The harvested seaweed, which usually ends up as dried flakes, pastes or liquids, must have uniform properties of taste, texture and nutrition and meet all of the usual microbial and toxicity requirements. But even at this stage success is not guaranteed; somebody must want to buy the finished products.
One big plus for seaweeds is that they are natural, organically grown products which can be used to flavour, texture and colour foods in place of artificial additives and fats. Euchema, a red seaweed grown in the Philippines, is apparently the secret behind the 'McLean', a low-fat burger introduced recently in the US by McDonald's; the seaweed is used as a fat substitute and results in a juicier burger with less aroma. Ceva, in the French tradition, recently submitted its seaweeds (dried and toasted) to a panel of expert degustateurs who detected aromas and tastes such as 'grilled shellfish', 'leek', 'cress', 'spinach', 'meat' and 'white fish'.
Ceva and Seaweed Supplies have carried out extensive market research and are convinced that a demand for seaweed foods exists.

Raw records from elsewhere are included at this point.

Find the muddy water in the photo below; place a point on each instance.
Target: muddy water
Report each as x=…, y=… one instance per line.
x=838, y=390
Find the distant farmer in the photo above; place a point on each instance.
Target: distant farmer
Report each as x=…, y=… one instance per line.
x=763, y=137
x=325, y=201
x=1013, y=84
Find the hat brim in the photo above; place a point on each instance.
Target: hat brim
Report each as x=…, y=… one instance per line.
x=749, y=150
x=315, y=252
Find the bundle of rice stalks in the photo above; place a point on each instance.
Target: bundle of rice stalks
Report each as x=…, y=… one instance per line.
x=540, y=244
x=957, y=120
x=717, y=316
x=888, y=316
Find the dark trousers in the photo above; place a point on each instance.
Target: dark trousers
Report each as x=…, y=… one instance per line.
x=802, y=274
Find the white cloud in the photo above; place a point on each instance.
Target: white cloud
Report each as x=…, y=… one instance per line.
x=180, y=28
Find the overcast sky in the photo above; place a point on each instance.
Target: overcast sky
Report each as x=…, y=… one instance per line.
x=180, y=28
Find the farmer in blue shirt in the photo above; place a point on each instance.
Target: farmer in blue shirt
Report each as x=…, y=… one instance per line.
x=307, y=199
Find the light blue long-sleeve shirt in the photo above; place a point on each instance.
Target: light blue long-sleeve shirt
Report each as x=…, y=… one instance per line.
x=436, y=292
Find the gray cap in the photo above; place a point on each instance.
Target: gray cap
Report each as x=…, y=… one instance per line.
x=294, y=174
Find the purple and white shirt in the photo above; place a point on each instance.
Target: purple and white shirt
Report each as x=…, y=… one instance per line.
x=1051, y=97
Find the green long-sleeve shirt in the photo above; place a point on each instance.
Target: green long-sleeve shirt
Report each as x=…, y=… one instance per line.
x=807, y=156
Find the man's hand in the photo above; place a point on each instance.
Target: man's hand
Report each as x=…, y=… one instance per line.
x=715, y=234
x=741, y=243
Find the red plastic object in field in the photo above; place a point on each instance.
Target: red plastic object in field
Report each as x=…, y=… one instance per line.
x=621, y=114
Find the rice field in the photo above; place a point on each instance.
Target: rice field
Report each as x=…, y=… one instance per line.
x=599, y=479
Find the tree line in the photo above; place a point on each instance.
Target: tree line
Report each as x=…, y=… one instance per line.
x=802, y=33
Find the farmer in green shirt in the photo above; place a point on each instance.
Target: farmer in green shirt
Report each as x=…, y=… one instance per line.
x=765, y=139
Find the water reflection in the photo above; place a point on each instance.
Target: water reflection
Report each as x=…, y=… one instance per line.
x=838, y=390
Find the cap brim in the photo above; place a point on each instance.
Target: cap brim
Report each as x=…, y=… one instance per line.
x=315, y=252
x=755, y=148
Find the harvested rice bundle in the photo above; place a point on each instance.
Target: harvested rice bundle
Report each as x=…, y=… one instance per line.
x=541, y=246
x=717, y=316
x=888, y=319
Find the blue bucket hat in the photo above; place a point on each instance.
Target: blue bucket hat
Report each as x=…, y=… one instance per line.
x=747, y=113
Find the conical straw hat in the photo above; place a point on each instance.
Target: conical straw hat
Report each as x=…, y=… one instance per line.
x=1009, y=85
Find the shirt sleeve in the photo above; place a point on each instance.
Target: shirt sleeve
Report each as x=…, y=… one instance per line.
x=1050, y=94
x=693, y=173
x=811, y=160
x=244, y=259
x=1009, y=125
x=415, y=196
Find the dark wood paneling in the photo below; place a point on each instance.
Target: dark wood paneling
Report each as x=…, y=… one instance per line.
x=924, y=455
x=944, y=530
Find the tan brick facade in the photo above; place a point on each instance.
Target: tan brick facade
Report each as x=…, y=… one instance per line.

But both have opted to sell their seaweed to food companies for use as ingredients rather than trying to sell them directly to shoppers, even though the plants can be used directly in salads, soups and other dishes. A study by Ceva showed that the French welcome seaweeds as ingredients in terrines, pates, salads, soup, fish dishes and even bread. Seaweed Supplies has also launched a range of aperitif snacks such as Kelp Crunchies. These are made from Alaria and corn and, contrary to all expectations, proved to be rather tasty.